Leif Davis (born 31 December 1999) is an English professional footballer who plays for English League One club Ipswich Town as a left back. He can also play as a centre back. Davis is known for his crossing and ability to provide assists.

Career

Early career
Born in Newcastle upon Tyne, he started his career at English youth football club Wallsend Boys Club in Wallsend, North Tyneside.

On 27 June 2016, Davis joined Morecambe where he would come through the ranks of the academy.

Leeds United
On 4 July 2018, Davis joined EFL Championship side Leeds United under head coach Marcelo Bielsa for an undisclosed fee, where he initially linked up with the Leeds academy.

After impressing for Leeds' Under 23s, Davis was promoted to the first team and was named as an unused substitute on several occasions by head coach Bielsa before making his debut for the club on 23 December 2018, when he started in a 3–2 win against Aston Villa at Villa Park after Barry Douglas fell ill before kickoff.

With Davis potentially set for a spell in the side, after injuries to left backs Barry Douglas and Ezgjan Alioski, Davis himself was ruled out for the remainder of the season including Leeds' playoff campaign after knee surgery.
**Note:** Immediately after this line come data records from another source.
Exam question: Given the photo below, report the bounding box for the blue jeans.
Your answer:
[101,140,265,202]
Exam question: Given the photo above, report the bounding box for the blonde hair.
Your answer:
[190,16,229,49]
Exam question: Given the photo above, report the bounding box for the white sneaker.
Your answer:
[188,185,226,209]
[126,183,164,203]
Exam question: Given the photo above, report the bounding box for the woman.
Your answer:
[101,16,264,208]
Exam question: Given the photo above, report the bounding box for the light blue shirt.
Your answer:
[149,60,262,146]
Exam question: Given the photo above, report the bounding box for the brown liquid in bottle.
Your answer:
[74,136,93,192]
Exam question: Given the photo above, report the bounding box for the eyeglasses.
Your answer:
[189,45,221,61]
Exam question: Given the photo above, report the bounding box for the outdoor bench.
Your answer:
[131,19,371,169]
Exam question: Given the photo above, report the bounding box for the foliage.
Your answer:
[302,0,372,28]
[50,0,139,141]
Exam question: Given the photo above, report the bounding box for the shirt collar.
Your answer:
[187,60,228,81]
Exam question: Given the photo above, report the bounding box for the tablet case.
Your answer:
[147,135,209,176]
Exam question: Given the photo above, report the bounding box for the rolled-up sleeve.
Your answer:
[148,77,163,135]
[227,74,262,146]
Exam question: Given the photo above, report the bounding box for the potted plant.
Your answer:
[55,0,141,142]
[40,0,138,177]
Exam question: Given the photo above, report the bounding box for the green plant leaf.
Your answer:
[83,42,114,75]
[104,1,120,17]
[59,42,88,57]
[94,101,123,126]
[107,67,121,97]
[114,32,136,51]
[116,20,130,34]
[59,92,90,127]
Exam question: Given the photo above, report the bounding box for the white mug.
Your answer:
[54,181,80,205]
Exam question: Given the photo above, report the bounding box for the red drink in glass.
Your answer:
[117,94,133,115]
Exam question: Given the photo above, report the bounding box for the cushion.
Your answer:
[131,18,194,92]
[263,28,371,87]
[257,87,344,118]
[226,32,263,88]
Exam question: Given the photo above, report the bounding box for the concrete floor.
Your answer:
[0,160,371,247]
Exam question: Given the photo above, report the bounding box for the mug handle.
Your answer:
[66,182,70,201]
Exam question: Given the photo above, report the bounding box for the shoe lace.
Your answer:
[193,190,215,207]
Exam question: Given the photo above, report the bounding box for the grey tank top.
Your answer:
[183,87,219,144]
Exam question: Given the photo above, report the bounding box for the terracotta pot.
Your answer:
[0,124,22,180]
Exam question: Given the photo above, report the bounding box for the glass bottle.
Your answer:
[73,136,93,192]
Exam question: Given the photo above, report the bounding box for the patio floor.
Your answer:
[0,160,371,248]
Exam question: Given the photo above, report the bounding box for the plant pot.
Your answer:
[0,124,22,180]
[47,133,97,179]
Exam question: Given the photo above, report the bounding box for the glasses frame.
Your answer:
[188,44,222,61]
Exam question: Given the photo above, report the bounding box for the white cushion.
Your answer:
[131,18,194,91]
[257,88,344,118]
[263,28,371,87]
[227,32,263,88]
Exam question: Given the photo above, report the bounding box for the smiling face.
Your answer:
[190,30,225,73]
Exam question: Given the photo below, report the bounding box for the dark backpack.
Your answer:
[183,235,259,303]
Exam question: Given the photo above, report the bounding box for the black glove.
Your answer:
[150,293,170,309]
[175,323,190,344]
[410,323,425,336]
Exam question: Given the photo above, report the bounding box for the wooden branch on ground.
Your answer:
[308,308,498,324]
Davis was regularly named as an unused substitute on the bench for the first team squad in the Championship, but still featured regularly for Carlos Corberán's Leeds United under 23s side over the course the 2018–19 season, that won the PDL Northern League 2018–19 season and became the national Professional Development League champions by beating Birmingham City in the final.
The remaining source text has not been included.